Depression is defined as a mental health disorder characterized by a lack of positive affective background (loss of interest and pleasure in usual or previously perceived enjoyable activities and experiences), a low mood, and a range of associated emotional, cognitive, physical, and behavioral problems. It is experienced as a significant decrease in mood, which does not fluctuate throughout a day and is not dependent on situational mood changes but persists over a prolonged period of time.
Depression is described as a phenomenon that affects an increasing portion of the population. According to the World Health Organization, global data from 2012 suggests that 350 million people are affected by depression. Statistical data shows that practically every fifth person experiences a depressive episode of varying intensity during their lifetime. The illness not only affects the subjective experiences of the individual but also has a major impact on social and occupational functionality, physical health, and mortality.
Currently, depression is the leading cause of disability in terms of social functioning. Often, depression begins at a young age and affects women more often than men. At least one in 10 women experiences postnatal depression after childbirth. Thus, depression affects the mother’s abilities to care for the young child, which has repercussions on the child’s development and mental health.

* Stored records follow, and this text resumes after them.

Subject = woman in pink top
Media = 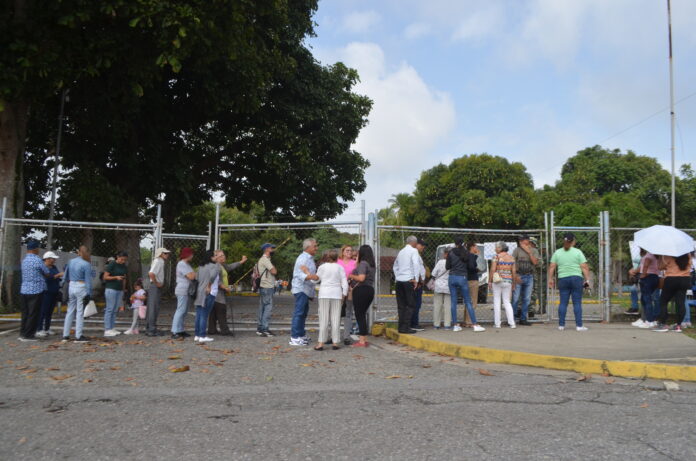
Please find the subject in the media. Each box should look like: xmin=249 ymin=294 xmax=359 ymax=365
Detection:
xmin=653 ymin=253 xmax=691 ymax=333
xmin=337 ymin=245 xmax=358 ymax=346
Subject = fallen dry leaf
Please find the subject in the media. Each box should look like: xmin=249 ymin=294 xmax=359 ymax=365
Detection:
xmin=169 ymin=365 xmax=191 ymax=373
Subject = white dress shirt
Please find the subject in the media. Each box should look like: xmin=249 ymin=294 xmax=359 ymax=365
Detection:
xmin=317 ymin=263 xmax=348 ymax=299
xmin=394 ymin=245 xmax=425 ymax=282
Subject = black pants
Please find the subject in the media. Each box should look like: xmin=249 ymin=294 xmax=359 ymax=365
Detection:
xmin=658 ymin=277 xmax=691 ymax=325
xmin=19 ymin=293 xmax=43 ymax=338
xmin=208 ymin=302 xmax=230 ymax=335
xmin=396 ymin=282 xmax=416 ymax=332
xmin=353 ymin=285 xmax=375 ymax=336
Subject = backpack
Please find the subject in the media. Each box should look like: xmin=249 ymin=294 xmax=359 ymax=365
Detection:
xmin=251 ymin=263 xmax=268 ymax=293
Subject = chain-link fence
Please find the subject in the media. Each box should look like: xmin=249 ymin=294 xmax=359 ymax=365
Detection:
xmin=374 ymin=226 xmax=548 ymax=323
xmin=0 ymin=218 xmax=158 ymax=312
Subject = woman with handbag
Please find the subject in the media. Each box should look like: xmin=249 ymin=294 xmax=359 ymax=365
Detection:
xmin=488 ymin=242 xmax=517 ymax=328
xmin=172 ymin=247 xmax=196 ymax=339
xmin=348 ymin=245 xmax=377 ymax=347
xmin=428 ymin=249 xmax=452 ymax=330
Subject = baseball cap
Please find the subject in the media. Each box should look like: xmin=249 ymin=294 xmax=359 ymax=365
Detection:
xmin=261 ymin=243 xmax=276 ymax=252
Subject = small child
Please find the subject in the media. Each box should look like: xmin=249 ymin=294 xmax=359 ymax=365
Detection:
xmin=123 ymin=279 xmax=147 ymax=335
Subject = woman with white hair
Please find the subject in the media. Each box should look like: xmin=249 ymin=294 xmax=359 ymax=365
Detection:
xmin=488 ymin=242 xmax=517 ymax=328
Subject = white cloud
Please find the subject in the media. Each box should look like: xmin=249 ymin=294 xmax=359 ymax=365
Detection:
xmin=324 ymin=43 xmax=456 ymax=210
xmin=341 ymin=10 xmax=382 ymax=34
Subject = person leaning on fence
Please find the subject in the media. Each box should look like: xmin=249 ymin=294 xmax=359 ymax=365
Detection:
xmin=145 ymin=248 xmax=170 ymax=336
xmin=393 ymin=235 xmax=420 ymax=334
xmin=348 ymin=245 xmax=377 ymax=347
xmin=432 ymin=249 xmax=452 ymax=330
xmin=19 ymin=239 xmax=49 ymax=341
xmin=512 ymin=234 xmax=541 ymax=326
xmin=123 ymin=279 xmax=147 ymax=335
xmin=337 ymin=245 xmax=357 ymax=346
xmin=63 ymin=245 xmax=92 ymax=343
xmin=410 ymin=238 xmax=428 ymax=331
xmin=36 ymin=251 xmax=63 ymax=338
xmin=548 ymin=232 xmax=590 ymax=331
xmin=256 ymin=243 xmax=278 ymax=337
xmin=103 ymin=251 xmax=128 ymax=336
xmin=290 ymin=238 xmax=319 ymax=346
xmin=172 ymin=247 xmax=196 ymax=339
xmin=488 ymin=242 xmax=517 ymax=328
xmin=208 ymin=250 xmax=247 ymax=336
xmin=653 ymin=253 xmax=691 ymax=333
xmin=192 ymin=250 xmax=220 ymax=343
xmin=314 ymin=250 xmax=348 ymax=351
xmin=445 ymin=237 xmax=486 ymax=332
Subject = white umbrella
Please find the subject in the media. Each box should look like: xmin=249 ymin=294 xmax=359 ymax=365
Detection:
xmin=633 ymin=225 xmax=694 ymax=256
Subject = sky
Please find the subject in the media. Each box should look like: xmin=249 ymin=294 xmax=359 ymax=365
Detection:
xmin=308 ymin=0 xmax=696 ymax=220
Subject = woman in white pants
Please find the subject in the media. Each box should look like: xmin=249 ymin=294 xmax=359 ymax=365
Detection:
xmin=430 ymin=250 xmax=452 ymax=330
xmin=314 ymin=250 xmax=348 ymax=351
xmin=488 ymin=242 xmax=517 ymax=328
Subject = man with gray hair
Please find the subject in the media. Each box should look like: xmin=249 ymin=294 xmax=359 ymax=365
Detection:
xmin=290 ymin=238 xmax=319 ymax=346
xmin=393 ymin=235 xmax=421 ymax=334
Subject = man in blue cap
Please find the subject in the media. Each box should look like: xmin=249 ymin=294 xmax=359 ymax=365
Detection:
xmin=19 ymin=239 xmax=50 ymax=342
xmin=256 ymin=243 xmax=278 ymax=336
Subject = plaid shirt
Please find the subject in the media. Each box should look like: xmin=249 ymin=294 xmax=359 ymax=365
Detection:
xmin=19 ymin=253 xmax=50 ymax=295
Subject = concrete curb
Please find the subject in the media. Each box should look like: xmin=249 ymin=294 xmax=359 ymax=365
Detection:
xmin=384 ymin=325 xmax=696 ymax=381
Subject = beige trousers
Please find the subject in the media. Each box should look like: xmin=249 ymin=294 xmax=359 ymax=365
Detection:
xmin=319 ymin=298 xmax=343 ymax=345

Approximately one million people take their own lives annually due to depression, and for every suicide completed, there are 20 suicide attempts.
In simple terms, depression is generally described as a mental pathology characterized by the presence of depressive mood, loss of interest or pleasure, decreased energy or activity levels, feelings of guilt or low self-esteem, sleep or appetite disturbances, and reduced ability to concentrate. Individuals affected by depression feel a depletion of vital potential. They experience an inability to mobilize themselves and are overwhelmed by feelings of worthlessness, diminished self-esteem, and devaluation of their own self. People with depression often complain of the inability to derive pleasure from activities that used to provide such opportunities.
Furthermore, depression is often associated with anxiety. This problem can become chronic or present a recurrent course, leading to substantial impairment in coping with daily responsibilities.
Depression does not have a clearly determined etiological factor and is caused by multiple factors. Studies suggest that among the important factors are biological, psychological, and social factors.